Un appello improvviso dal palazzo dei sindacati e delle imprese, chiede con urgenza al Governo un “patto per la crescita”. Ha ragione chi ha detto che è un tipico testo democristiano, dove si fanno grandi auspici che coprono manovre che non possono annunciate con chiarezza. L’appello nella sostanza chiede di cambiare il Governo, o almeno il ministro dell’Economia, o almeno quello dello Sviluppo economico. E lo fa nel nome dell’aggravarsi della crisi. Non c’è una sola proposta di merito in quel documento, se non la richiesta che l’economia debba riprendere a crescere con discontinuità, come dire che vogliamo il bel tempo dopo la tempesta. La realtà è che, se si va al concreto dei programmi che Il Sole 24 Ore allega all’appello, si vede che essi sono la versione italiana delle scelte greche. Tagli, tagli, e ancora tagli, soprattutto ai diritti, allo stato sociale, ai salari e ai contratti. E’ per questo che le banche possono firmare assieme agli artigiani e ai commercianti, che contro le banche sono scesi in piazza, e la Confindustria assieme alla Cgil, dopo che l’accordo del 28 giugno ha cominciato lo smantellamento del contratto nazionale.
Il segretario della Cisl, spiega che siamo in una situazione peggiore del ’92. E’ utile ricordare che in quell’anno il governo Amato, con un solo provvedimento, tagliò le pensioni delle donne, eliminò la scala mobile, bloccò tutta la contrattazione, aziendale e nazionale, aprì la via a tutte le privatizzazioni istituì una valanga di tasse. Se è quello il punto di riferimento, se, come auspica La Repubblica bisogna tornare allo spirito del ’92, allora il “patto per la crescita” non è altro che una nuova terribile stangata ai danni dei lavoratori e dei pensionati.
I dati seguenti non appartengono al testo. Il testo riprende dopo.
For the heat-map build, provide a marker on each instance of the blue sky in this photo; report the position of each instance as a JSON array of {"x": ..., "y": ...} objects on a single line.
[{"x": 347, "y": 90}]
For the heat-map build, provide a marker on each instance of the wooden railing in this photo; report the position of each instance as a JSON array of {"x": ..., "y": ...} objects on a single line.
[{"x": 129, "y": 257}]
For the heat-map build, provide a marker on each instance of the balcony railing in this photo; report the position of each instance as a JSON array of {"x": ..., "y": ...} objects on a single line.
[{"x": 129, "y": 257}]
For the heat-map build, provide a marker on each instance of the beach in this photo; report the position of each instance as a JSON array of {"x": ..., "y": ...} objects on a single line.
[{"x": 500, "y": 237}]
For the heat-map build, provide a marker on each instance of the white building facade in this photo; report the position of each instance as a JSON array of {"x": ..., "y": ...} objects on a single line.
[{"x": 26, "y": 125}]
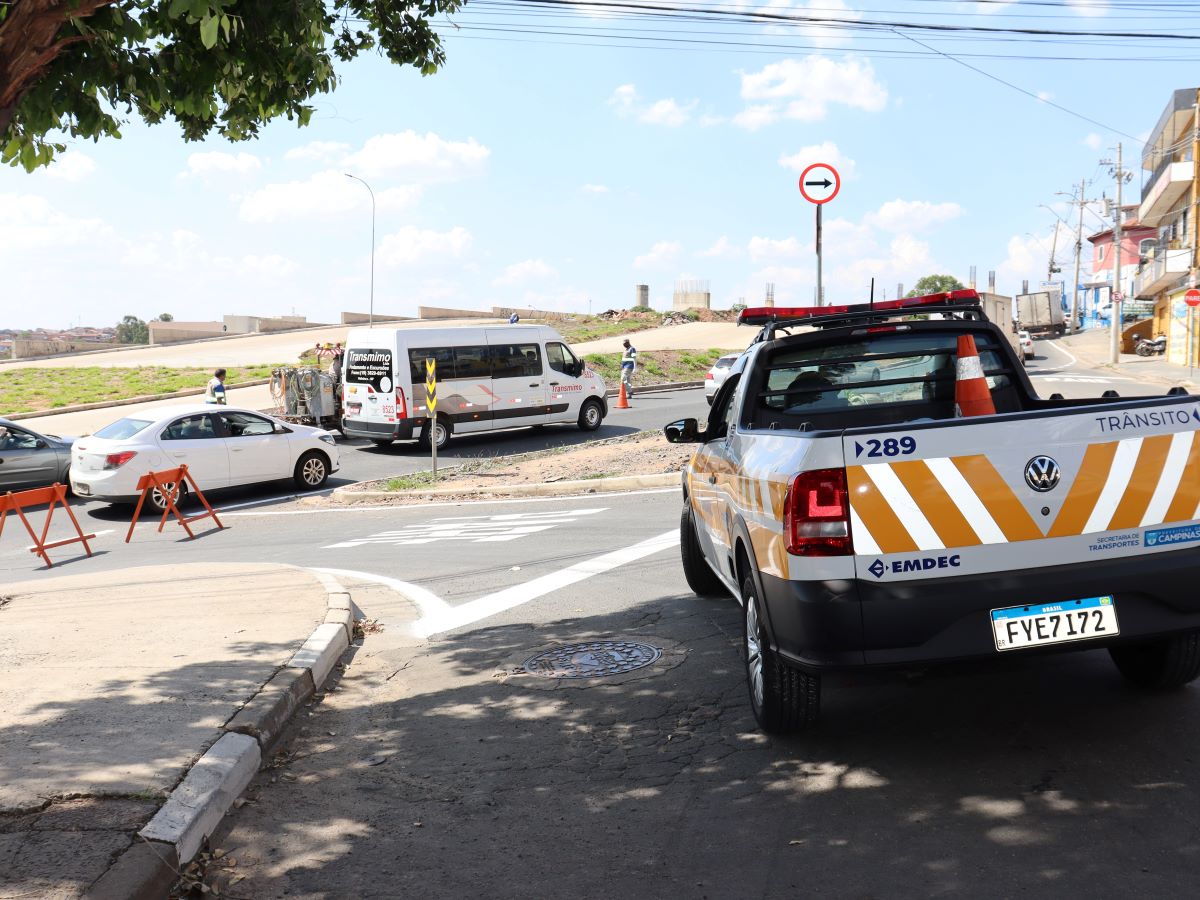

C’è però allora da chiedersi: e se Berlusconi uscisse dalla sua depressione finanziaria e politica e accettasse il “patto”? In questo modo firmerebbe un’assicurazione bancaria per la continuità del proprio governo e quindi renderebbe ridicola l’operazione politica tentata da chi, con l’appoggio delle banche, opera per sostituire Berlusconi con un governo più presentabile alle agenzie di rating. Se invece il Presidente del Consiglio dovesse rifiutare la proposta, cosa faranno i firmatari? Una manifestazione assieme ai rappresentanti della Goldmann Sachs? La realtà è che questo documento è solo un’ulteriore riprova della crisi complessiva delle classi dirigenti italiane, politiche, imprenditoriali e sindacali.
Fino a poche settimane fa avremmo detto che l’unica firma che stona in quel testo è quella della Cgil. Oggi purtroppo non possiamo più dirlo, perché la segreteria della Cgil ha appaltato alla Cisl le proprie scelte di fondo.